1. Introduction

As microservice architectures become more popular, it’s becoming more common to run multiple services distributed across different servers. In this quick tutorial, we’ll look at using Spring Cloud Load Balancer to create more fault-tolerant applications.

2. What Is Load Balancing?

Load balancing is the process of distributing traffic among different instances of the same application.

To create a fault-tolerant system, it’s common to run multiple instances of each application. Thus, whenever one service needs to communicate with another, it needs to pick a particular instance to send its request.

There are many algorithms when it comes to load balancing:

  • Random selection: Choosing an instance randomly
  • Round-robin: Choosing an instance in the same order each time
  • Least connections: Choosing the instance with the fewest current connections
  • Weighted metric: Using a weighted metric to choose the best instance (for example, CPU or memory usage)
  • IP hash: Using the hash of the client IP to map to an instance

These are just a few examples of load balancing algorithms, and each has its pros and cons.

Random selection and round-robin are easy to implement but may not optimally use services. Conversely, the least connections and weighted metrics are more complex but generally create more optimal service utilization. And IP hash is great when server stickiness is important, but it isn’t very fault-tolerant.

3. Introduction to Spring Cloud Load Balancer

The Spring Cloud Load Balancer library allows us to create applications that communicate with other applications in a load-balanced fashion.
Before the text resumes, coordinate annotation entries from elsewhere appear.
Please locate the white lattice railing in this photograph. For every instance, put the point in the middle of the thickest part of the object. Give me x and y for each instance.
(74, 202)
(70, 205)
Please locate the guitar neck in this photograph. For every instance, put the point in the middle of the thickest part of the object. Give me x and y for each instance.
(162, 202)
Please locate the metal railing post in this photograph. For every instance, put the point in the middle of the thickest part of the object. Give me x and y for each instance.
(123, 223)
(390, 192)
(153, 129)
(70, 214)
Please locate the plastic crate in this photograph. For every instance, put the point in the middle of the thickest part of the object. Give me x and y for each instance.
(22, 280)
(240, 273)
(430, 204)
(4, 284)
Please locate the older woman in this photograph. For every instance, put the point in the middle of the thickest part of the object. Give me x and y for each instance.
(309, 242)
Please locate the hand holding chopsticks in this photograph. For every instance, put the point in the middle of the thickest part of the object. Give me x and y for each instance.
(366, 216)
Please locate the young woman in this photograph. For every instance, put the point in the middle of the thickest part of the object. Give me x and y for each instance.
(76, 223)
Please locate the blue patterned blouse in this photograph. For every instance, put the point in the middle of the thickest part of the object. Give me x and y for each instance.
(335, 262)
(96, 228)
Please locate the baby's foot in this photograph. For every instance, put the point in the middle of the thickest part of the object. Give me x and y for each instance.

Using any algorithm we want, we can easily implement load balancing when making remote service calls.

To illustrate, let’s look at some example code. We’ll start with a simple server application. The server will have a single HTTP endpoint and can be run as multiple instances.
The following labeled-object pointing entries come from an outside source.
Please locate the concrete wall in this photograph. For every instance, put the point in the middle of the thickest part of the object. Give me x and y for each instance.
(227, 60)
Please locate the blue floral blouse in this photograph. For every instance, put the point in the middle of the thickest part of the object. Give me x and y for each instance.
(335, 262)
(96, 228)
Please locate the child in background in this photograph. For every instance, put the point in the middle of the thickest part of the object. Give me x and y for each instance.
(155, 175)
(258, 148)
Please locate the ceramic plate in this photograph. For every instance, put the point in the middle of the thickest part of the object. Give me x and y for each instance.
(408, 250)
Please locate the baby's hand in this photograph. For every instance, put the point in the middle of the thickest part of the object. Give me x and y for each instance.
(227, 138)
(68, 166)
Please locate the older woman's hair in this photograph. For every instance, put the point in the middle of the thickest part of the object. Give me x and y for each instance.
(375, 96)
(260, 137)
Then, we’ll create a client application that uses Spring Cloud Load Balancer to alternate requests between different instances of the server.

3.1. Example Server

For our example server, we start with a simple Spring Boot application:

@SpringBootApplication
@RestController
public class ServerApplication {

    public static void main(String[] args) {
        SpringApplication.run(ServerApplication.class, args);
    }

    @Value("${server.instance.id}")
    String instanceId;

    @GetMapping("/hello")
    public String hello() {
        return String.format("Hello from instance %s", instanceId);
    }
}

We start by injecting a configurable variable named instanceId. This allows us to differentiate between multiple running instances. Next, we add a single HTTP GET endpoint that echoes back a message and instance ID.

The default instance will run on port 8080 with an ID of 1. To run a second instance, we just need to add a couple of program arguments:

--server.instance.id=2 --server.port=8081

3.2. Example Client

Now, let’s look at the client code. This is where we use Spring Cloud Load Balancer, so let’s start by including it in our application:

<dependency>
    <groupId>org.springframework.cloud</groupId>
    <artifactId>spring-cloud-starter-loadbalancer</artifactId>
</dependency>

Next, we create an implementation of ServiceInstanceListSupplier. This is one of the key interfaces in Spring Cloud Load Balancer. It defines how we find available service instances.
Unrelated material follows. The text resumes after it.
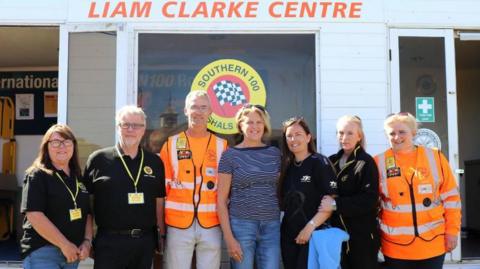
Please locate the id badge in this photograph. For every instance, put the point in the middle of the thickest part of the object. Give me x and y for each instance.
(135, 198)
(75, 214)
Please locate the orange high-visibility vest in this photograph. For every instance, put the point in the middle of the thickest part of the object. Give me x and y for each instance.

For our sample application, we’ll hard-code two different instances of our example server. They run on the same machine but use different ports:

class DemoInstanceSupplier implements ServiceInstanceListSupplier {
    private final String serviceId;

    public DemoInstanceSupplier(String serviceId) {
        this.serviceId = serviceId;
    }

    @Override
    public String getServiceId() {
        return serviceId;
    }

    @Override
        public Flux<List<ServiceInstance>> get() {
          return Flux.just(Arrays
            .asList(new DefaultServiceInstance(serviceId + "1", serviceId, "localhost", 8080, false),
              new DefaultServiceInstance(serviceId + "2", serviceId, "localhost", 8081, false)));
    }
}

In a real-world system, we would want to use an implementation that does not hard-code service addresses. We’ll look at this a little more later on.

Now, let’s create a LoadBalancerConfiguration class:

@Configuration
@LoadBalancerClient(name = "example-service", configuration = DemoServerInstanceConfiguration.class)
class WebClientConfig {
    @LoadBalanced
    @Bean
    WebClient.Builder webClientBuilder() {
        return WebClient.builder();
    }
}

This class has one role: create a load-balanced WebClient builder to make remote requests. Notice that our annotation uses a pseudo name for the service.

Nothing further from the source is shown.